HP is making inroads into 3D printing

o-OFFICE-3D-PRINTER-facebookA while back HP promised that it would take the lead in 3D printing and it is starting to look like it is making good on that promise.

Vendor snuck into fifth place in industrial 3D printer market in Q2, four years after Meg Whitman declared that HP intended to lead the market. To be fair though HP has only had products in the 3D printer market for a year and to get to the top five from no-where is some feat.

With its Jet Fusion line up, HP sold $13.5 million of industrial 3D printer hardware in the second quarter of 2017.
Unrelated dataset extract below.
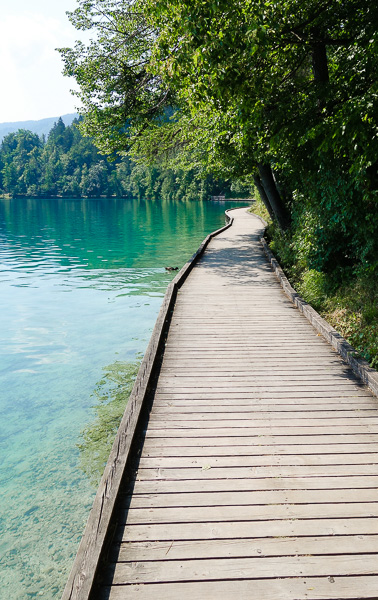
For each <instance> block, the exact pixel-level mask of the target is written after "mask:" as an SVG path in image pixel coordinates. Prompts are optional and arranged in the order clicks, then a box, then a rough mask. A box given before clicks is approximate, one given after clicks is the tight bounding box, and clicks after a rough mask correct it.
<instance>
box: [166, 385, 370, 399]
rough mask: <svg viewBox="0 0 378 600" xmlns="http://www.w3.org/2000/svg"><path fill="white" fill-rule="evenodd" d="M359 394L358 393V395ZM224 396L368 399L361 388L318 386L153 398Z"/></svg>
mask: <svg viewBox="0 0 378 600" xmlns="http://www.w3.org/2000/svg"><path fill="white" fill-rule="evenodd" d="M359 392H360V393H359ZM222 395H223V396H226V397H227V398H234V399H236V400H243V399H248V398H250V399H252V398H253V399H257V400H259V399H261V400H262V399H264V398H274V399H279V398H285V399H288V398H291V399H294V398H295V399H296V398H322V397H323V398H328V397H334V398H335V397H336V398H357V397H358V396H363V397H364V398H369V396H368V395H367V393H366V392H365V391H364V390H363V389H361V388H357V387H356V388H353V387H352V386H350V387H345V388H343V389H342V390H341V389H335V390H333V389H329V387H325V388H324V387H323V388H322V387H321V386H318V387H317V388H316V387H314V386H312V387H306V388H305V389H304V387H303V386H298V387H297V388H294V389H288V388H286V389H285V391H281V390H280V389H279V388H277V387H272V388H270V389H269V387H268V386H266V387H265V388H264V389H262V388H256V387H255V388H252V387H251V388H249V389H246V390H243V389H240V388H239V390H238V391H235V392H234V391H227V392H225V391H224V390H218V391H205V390H186V391H184V392H183V391H182V392H180V391H175V390H173V389H170V390H169V391H164V392H163V391H162V390H161V389H159V391H157V392H156V395H155V397H156V398H157V399H158V400H162V399H168V400H169V399H171V398H172V397H174V398H175V399H176V400H178V399H180V398H182V399H183V400H188V399H193V400H202V399H203V398H206V399H207V398H215V399H218V398H220V397H222Z"/></svg>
According to beancounters at Context HP took a four percent share of the industrial segment of the market in Q2, behind names that will be less familiar to the channel, namely market leader Stratasys, EOS, GE Additive and 3D Systems.

HP began “pushing strongly” into the channel in the first half of the year, “setting itself up for further growth later this year and beyond”, Context said.

The industrial sub-segment Jet Fusion plays in has experienced mixed fortunes since then, with unit shipments declining in both 2015 and 2016.

Context predicts that the industrial sector will return to growth in 2017, partly thanks to the fresh blood that has entered the market.

Polymer machines continued to dominate the market in Q2, accounting for 90 per cent of the unit volume sales and 61 percent of the printer revenues, Context said.

While HP’s machines are initially focused on polymers, GE Additive – which is another new entrant to the top five – focuses on metal 3D printing.

Context vice president of global analysis Chris Connery said that there was a four per cent decline in the number of industrial/professional 3D printers shipped in the second quarter of this year compared to the earlier year, but the average selling price of these machines continued to climb.

“It now seems that both these trends will change in the second half of 2017. Average selling prices are set to drop with the shipment of new category of lower priced metal-printing machines helping to promote new growth.

“For polymer 3D printing, growth is expected from select technologies as this side of the market continues to penetrate into the manufacturing market and away from just prototyping.”